Concerns were raised about potential conflicts of interest due to Sacks' continued involvement in the private sector. Critics highlighted the lack of traditional governmental oversight since he will serve as a "special government employee", which does not require Senate confirmation or full financial disclosure. This arrangement led to debates about transparency and accountability, especially as Sacks maintained his business interests while potentially influencing policy.

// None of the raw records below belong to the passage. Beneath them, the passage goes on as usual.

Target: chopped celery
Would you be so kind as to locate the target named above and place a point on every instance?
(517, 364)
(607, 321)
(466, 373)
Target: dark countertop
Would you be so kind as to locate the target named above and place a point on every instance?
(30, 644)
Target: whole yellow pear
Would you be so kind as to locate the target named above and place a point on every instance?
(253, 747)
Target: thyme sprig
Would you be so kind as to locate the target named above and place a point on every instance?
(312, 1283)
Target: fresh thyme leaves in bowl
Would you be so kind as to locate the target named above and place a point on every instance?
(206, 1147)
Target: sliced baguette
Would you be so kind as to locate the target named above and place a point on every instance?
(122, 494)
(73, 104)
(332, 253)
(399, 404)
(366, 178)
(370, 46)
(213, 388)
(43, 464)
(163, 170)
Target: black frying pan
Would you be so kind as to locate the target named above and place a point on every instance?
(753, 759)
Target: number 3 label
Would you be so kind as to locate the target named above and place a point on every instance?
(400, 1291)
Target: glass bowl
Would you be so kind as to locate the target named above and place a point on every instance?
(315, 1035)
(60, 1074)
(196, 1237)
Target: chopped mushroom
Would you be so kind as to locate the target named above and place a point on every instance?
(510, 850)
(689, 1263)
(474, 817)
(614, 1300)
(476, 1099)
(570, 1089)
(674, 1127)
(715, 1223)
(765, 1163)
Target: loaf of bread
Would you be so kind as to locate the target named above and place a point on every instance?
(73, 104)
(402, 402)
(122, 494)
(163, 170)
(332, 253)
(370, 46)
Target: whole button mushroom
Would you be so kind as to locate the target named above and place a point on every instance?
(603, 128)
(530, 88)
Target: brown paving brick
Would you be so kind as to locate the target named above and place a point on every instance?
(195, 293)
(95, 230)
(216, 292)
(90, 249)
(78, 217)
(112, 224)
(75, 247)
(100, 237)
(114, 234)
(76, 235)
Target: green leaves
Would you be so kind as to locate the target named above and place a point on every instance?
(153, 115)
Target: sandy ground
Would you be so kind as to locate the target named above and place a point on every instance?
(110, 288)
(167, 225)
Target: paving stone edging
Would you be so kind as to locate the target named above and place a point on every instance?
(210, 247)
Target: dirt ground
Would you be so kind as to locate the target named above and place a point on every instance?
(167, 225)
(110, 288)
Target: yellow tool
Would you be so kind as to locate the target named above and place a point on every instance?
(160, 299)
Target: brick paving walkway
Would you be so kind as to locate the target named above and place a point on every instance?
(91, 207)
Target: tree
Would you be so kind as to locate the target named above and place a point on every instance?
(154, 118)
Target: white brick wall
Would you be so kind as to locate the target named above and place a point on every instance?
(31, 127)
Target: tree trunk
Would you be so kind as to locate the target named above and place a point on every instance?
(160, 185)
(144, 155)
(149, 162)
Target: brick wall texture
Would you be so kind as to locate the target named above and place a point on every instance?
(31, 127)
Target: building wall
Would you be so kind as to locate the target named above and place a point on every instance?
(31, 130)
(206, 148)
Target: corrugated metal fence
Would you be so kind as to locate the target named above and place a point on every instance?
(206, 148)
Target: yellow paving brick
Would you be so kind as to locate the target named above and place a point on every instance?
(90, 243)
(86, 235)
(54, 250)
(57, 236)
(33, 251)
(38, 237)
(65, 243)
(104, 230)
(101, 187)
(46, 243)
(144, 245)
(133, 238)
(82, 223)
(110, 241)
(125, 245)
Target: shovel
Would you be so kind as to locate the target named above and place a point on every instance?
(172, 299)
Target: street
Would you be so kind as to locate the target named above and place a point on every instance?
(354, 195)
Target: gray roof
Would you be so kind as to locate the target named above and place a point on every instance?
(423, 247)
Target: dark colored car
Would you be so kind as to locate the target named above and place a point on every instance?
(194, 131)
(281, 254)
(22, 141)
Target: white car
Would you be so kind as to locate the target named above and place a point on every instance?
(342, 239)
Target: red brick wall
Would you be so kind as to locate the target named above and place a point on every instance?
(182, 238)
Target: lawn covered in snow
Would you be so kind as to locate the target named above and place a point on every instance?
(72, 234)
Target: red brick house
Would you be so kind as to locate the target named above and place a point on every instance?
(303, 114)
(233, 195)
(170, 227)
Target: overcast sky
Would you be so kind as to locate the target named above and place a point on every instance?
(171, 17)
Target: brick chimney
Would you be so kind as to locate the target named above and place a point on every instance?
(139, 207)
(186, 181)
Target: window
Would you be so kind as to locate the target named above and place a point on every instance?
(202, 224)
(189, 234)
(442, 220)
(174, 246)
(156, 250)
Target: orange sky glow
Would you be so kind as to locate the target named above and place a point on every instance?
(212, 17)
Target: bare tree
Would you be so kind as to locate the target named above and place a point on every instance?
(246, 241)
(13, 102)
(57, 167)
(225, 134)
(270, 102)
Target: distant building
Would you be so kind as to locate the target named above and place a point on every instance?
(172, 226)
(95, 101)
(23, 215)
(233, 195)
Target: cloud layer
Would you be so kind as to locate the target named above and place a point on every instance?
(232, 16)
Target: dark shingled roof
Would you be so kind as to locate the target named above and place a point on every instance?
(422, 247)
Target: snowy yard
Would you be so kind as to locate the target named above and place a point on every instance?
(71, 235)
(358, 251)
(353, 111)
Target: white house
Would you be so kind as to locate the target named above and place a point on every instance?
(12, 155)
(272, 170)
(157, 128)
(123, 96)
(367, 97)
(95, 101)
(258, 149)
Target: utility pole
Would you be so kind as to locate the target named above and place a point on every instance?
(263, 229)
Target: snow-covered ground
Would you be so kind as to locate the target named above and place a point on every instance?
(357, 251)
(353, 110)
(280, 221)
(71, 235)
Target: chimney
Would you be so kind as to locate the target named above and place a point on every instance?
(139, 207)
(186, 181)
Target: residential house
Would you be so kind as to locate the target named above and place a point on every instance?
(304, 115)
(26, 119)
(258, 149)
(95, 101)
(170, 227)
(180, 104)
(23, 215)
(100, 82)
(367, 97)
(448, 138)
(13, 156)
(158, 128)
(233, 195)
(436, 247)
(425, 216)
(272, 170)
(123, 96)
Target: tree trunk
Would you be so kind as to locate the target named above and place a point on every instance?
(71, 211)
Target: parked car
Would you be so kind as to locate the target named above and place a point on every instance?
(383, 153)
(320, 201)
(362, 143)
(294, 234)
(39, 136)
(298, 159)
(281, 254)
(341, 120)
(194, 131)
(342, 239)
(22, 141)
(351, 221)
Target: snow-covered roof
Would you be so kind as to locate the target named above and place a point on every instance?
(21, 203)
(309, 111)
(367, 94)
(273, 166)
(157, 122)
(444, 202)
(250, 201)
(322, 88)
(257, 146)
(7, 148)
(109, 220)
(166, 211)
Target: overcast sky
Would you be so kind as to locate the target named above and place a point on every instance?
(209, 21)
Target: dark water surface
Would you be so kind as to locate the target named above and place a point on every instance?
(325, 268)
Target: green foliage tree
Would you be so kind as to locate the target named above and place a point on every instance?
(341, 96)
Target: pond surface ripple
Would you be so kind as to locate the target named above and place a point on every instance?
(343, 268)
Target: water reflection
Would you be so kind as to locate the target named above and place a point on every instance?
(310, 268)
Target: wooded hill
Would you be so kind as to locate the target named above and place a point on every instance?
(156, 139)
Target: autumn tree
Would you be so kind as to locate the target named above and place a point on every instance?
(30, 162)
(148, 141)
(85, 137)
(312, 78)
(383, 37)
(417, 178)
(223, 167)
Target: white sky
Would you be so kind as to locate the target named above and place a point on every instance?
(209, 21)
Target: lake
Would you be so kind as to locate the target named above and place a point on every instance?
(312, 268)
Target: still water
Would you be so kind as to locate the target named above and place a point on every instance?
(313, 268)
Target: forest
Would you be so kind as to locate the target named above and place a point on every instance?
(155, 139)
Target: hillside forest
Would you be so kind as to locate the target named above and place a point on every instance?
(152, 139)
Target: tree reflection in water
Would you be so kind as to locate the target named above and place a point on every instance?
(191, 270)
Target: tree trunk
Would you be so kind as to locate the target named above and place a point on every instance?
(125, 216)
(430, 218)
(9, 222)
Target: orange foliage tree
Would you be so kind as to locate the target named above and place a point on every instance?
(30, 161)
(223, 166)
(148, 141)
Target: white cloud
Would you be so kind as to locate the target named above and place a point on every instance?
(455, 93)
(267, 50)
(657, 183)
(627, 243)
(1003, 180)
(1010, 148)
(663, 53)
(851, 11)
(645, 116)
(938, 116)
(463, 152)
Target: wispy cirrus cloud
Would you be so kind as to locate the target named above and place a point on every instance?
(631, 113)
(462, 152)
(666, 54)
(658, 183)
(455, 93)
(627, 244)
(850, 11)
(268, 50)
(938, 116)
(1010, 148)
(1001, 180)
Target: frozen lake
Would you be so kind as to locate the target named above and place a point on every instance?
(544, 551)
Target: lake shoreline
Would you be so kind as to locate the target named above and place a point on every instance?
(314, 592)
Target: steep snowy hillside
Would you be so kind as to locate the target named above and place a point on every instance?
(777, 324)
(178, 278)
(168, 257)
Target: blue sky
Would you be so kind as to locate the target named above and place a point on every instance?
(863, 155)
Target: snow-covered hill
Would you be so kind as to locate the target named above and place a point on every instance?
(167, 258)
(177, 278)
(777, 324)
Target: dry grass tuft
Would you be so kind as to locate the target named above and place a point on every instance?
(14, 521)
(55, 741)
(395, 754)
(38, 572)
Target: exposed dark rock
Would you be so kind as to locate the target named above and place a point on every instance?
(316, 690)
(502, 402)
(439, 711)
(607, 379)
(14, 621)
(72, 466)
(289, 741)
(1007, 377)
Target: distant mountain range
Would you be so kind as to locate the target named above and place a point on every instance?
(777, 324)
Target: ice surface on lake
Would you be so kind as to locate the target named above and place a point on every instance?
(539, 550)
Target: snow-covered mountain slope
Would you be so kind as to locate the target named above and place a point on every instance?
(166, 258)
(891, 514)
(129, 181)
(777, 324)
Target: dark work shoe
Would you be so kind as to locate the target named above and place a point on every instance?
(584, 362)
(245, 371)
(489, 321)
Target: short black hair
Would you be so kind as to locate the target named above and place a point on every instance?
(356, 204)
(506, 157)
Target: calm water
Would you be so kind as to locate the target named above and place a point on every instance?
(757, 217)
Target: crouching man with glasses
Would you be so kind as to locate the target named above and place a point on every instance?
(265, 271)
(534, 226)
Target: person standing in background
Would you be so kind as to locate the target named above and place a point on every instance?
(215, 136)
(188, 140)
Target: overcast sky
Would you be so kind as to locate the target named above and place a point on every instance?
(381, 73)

AI safety advocates also criticized Sacks over his opposition to regulations related to Silicon Valley. Sam Altman of OpenAI expressed confidence in the integrity of such appointees.

==Political views==
According to a 2024 New York Times article, "Over the last few years, Mr. Sacks, a longtime associate of Elon Musk and Peter Thiel, has transformed from a prominent Silicon Valley executive into an unlikely media celebrity for would-be entrepreneurs, especially those leaning right, who listen to his popular All-In podcast."

According to The New Republic, "Sacks is using his wealth and online clout to unite conservatives and former leftists in a reactionary movement against liberalism".

===The Diversity Myth===
After graduating from Stanford, Sacks co-authored with Peter Thiel the 1995 book The Diversity Myth: Multiculturalism and the Politics of Intolerance at Stanford, published by the Independent Institute. The book is critical of political correctness in higher education and argues that more intellectual diversity is needed on college campuses. The following year, writing for Stanford Magazine, he argued against affirmative action in the United States, saying that it had hurt the "disadvantaged", not helped them, and had led to increased segregation at Stanford in the name of "diversity".

===Support for political campaigns===
According to the Federal Election Commission, Sacks donated $50,000 to Republican Party candidate Mitt Romney's presidential campaign in 2012. In 2016, he donated nearly $70,000 to Democratic Party candidate Hillary Clinton's presidential campaign.

In the 2022 San Francisco Board of Education recall elections, Sacks gave one of the largest contributions to support the recall. He is also a significant booster of Republican candidates, sponsoring a spring 2022 fundraiser for GOP Senate hopefuls including JD Vance and Blake Masters alongside his former colleague and partner Keith Rabois. In total, Sacks directly gave over $1 million to Senate candidates in 2022.

Sacks was the moderator when Ron DeSantis announced his 2024 presidential campaign on Twitter Spaces on May 24, 2023. He praised DeSantis and donated $50,000 to his campaign. Later in June 2023, Sacks hosted a $10,000 per plate fundraiser for Robert F. Kennedy Jr. He also hosted a campaign fundraiser for Donald Trump at his home in June 2024, which raised around $12 million. Sacks was a speaker at the 2024 Republican National Convention. He voted for Trump in the 2024 presidential election.

===Russian invasion of Ukraine===
Since October 2022, Sacks has been commenting on the Russian invasion of Ukraine, taking a view against US involvement in Ukraine, and especially US military assistance for Ukraine. During the 2024 Republican National Convention, Sacks said that the United States had "'provoked' Russia to invade Ukraine" and denied a claim that delegates booed him for his anti-interventionist remarks.

===Silicon Valley Bank bank run===
Following the collapse of Silicon Valley Bank, Sacks advocated for urgent government action to prevent the bank run from spreading to other regional banks.

==Personal life==
On July 7, 2007, Sacks married Jacqueline Tortorice. The couple have two daughters and one son. They live on Broadway in Pacific Heights, San Francisco, in an area known as "Billionaire's Row". In June 2024, they hosted a sold-out fundraiser for Donald Trump at their home, with tickets from $50,000 to $300,000 per person.

For his 40th birthday, Sacks rented the Fleur de Lys mansion in Los Angeles and threw a Marie Antoinette-themed party.

In December 2025, Sacks moved to Austin, Texas where he opened another Craft Ventures office.